Intervention de Nicole Ameline

Séance en hémicycle du 27 novembre 2013 à 15h00
Loi de programmation militaire 2014-2019 — Discussion générale

Photo issue du site de l'Assemblée nationale ou de WikipediaNicole Ameline :

Monsieur le ministre, l’honneur de la France se défend partout, notamment sur les théâtres d’opérations militaires.

Quitte à être un peu en dehors du sujet que nous abordons aujourd’hui, je voudrais revenir sur l’Afghanistan où, comme vous le savez, douze ans après la chute des Talibans, il est aujourd’hui envisagé de rétablir la peine de mort par lapidation. L’honneur de la France est là aussi en jeu. Puisque nous nous sommes engagés à verser à ce pays une aide sous certaines conditions, je vous demande solennellement de veiller à ce que cette aide soit conditionnée par le respect des droits de l’homme.

J’en viens au sujet qui nous intéresse ce soir pour rappeler, comme beaucoup de mes collègues l’ont fait à cette tribune, que nous ne savons pas ce que sera le monde dans quinze ou vingt ans. Ce que nous savons en revanche, c’est que son évolution dépendra de ce que nous déciderons ou non aujourd’hui.

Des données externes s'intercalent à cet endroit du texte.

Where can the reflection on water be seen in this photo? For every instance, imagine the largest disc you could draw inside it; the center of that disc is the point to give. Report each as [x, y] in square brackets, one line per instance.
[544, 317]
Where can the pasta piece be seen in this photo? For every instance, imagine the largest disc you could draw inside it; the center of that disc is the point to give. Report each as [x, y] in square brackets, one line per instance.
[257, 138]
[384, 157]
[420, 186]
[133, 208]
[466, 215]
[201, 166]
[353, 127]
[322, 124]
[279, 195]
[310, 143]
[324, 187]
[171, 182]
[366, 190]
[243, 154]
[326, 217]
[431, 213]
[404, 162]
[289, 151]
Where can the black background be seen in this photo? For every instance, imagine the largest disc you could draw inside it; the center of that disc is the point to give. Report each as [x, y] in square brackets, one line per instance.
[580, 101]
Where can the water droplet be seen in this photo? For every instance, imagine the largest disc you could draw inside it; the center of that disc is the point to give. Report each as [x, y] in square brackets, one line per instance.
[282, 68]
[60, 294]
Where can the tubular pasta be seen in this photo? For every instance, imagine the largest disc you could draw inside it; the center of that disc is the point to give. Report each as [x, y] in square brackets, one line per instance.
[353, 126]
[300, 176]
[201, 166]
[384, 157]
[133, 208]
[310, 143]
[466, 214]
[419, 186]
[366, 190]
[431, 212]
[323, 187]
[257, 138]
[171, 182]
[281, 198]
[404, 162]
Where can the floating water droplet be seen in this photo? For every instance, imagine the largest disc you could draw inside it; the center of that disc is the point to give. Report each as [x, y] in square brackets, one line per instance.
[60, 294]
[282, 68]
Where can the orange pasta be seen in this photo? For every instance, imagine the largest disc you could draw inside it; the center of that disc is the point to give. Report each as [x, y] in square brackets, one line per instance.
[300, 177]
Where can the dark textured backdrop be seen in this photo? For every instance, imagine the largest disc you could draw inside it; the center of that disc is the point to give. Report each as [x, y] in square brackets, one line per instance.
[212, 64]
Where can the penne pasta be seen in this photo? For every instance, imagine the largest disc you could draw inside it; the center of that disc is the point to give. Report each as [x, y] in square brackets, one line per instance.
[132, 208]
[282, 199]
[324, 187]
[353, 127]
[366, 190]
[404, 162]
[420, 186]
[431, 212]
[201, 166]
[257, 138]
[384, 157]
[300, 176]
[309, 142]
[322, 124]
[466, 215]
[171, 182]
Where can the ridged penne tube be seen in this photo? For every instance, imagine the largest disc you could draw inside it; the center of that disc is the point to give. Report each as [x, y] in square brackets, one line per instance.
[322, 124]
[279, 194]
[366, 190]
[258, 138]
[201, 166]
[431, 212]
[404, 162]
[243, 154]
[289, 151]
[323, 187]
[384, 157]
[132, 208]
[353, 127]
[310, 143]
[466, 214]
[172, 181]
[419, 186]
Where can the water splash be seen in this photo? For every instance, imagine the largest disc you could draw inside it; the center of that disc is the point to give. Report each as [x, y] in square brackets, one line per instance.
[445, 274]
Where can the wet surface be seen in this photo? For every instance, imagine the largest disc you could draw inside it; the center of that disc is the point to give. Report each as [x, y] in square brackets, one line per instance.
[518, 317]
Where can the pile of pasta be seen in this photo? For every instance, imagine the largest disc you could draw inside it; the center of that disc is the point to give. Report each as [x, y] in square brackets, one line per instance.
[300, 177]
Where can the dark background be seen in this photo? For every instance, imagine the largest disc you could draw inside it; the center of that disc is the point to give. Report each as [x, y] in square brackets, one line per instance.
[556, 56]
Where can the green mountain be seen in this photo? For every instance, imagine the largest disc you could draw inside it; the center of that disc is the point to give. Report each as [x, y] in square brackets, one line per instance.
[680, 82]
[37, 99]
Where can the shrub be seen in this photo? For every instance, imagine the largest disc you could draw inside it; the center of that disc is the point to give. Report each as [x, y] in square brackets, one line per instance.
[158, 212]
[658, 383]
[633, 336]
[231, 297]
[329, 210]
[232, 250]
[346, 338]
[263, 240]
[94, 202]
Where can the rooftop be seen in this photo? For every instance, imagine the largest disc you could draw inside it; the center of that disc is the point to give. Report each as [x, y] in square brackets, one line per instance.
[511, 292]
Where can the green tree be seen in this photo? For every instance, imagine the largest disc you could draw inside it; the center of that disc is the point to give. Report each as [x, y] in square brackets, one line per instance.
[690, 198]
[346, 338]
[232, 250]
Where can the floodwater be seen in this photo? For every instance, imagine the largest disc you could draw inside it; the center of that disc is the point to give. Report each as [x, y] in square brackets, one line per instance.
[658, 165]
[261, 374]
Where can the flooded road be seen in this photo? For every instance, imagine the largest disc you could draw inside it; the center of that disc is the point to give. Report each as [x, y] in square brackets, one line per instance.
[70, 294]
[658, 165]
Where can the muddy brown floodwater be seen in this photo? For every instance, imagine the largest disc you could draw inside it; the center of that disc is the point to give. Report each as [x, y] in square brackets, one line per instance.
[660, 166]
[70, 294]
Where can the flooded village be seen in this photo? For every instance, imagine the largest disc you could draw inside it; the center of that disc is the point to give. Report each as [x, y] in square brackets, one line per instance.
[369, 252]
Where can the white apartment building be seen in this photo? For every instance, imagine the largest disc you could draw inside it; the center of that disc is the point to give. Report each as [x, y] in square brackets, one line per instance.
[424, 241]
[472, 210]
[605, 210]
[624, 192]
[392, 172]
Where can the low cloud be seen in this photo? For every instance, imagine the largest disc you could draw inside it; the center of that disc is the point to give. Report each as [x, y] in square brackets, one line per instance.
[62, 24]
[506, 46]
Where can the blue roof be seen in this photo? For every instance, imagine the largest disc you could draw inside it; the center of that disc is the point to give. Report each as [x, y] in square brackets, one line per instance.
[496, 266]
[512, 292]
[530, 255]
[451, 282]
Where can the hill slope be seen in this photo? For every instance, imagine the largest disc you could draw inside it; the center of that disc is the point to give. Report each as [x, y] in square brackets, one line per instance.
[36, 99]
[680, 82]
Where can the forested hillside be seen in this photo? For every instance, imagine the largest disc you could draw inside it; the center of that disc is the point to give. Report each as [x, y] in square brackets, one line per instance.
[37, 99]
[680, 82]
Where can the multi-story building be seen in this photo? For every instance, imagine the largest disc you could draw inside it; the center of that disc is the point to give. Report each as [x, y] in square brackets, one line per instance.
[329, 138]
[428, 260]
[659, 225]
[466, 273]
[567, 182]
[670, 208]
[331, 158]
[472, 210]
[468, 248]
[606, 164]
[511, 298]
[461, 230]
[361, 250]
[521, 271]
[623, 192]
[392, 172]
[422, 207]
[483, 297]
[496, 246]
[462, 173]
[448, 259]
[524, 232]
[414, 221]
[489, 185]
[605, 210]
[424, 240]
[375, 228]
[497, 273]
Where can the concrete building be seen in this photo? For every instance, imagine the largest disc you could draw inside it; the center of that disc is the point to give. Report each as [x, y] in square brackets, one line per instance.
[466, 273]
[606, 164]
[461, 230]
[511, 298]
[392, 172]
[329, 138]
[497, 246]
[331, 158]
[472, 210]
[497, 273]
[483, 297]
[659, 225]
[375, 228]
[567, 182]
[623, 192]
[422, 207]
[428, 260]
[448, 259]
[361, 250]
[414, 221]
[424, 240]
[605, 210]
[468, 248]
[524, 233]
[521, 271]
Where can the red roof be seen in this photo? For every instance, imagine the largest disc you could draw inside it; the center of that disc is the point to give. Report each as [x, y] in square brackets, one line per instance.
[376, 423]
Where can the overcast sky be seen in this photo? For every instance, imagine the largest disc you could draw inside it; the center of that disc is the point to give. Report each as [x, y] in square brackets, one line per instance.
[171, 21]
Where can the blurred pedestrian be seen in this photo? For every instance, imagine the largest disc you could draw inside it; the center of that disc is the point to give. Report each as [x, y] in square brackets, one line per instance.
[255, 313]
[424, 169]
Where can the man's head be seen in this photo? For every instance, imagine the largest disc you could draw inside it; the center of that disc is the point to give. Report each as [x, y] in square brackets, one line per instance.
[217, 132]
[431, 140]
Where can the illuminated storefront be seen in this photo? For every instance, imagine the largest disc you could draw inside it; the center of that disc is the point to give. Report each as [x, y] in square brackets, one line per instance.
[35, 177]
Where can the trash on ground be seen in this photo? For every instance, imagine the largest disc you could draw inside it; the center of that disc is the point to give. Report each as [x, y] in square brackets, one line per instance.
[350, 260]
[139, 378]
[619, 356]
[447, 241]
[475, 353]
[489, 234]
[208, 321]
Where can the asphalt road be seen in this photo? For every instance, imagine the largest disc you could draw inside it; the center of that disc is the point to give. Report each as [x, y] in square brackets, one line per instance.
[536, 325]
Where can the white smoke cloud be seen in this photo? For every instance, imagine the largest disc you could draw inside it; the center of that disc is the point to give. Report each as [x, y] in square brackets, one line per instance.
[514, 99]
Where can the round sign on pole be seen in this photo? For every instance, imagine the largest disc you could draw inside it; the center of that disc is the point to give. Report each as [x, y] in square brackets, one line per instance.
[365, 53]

Or, alors que les enjeux de sécurité collective s’affirment partout de manière croissante, le signal et les garanties que la France, au travers de ce projet de loi de programmation, et plus largement l’Europe – j’y reviendrai – donnent ne paraissent pas à la hauteur.

Je ne sous-estime pas vos efforts, monsieur le ministre ; ils sont tout à fait réels, et chacun le reconnaît. Nous vivons cependant dans un monde dangereux, paradoxal, qui voit de très nombreux pays, dont les États émergents, se réarmer massivement face à la démobilisation croissante et chronique de l’Europe.

Si nous connaissons les raisons, essentiellement économiques, de cette asymétrie, force est de constater que cette évolution est particulièrement inquiétante au moment où nous sommes confrontés à de nouveaux enjeux stratégiques dont la gravité s’affirme aux portes de l’Europe.

Je ne les passerai pas tous en revue, car vous les connaissez parfaitement : du Mali au Proche-Orient, des menaces du cyberterrorisme à la piraterie en passant par la difficile transition arabe, ces nombreux exemples appelleraient de la part de l’ensemble des pays européens une conscience plus aiguë de leur sécurité, une nécessité d’ailleurs renforcée par la décision américaine de se tourner davantage vers l’Asie et le Pacifique sur le plan stratégique.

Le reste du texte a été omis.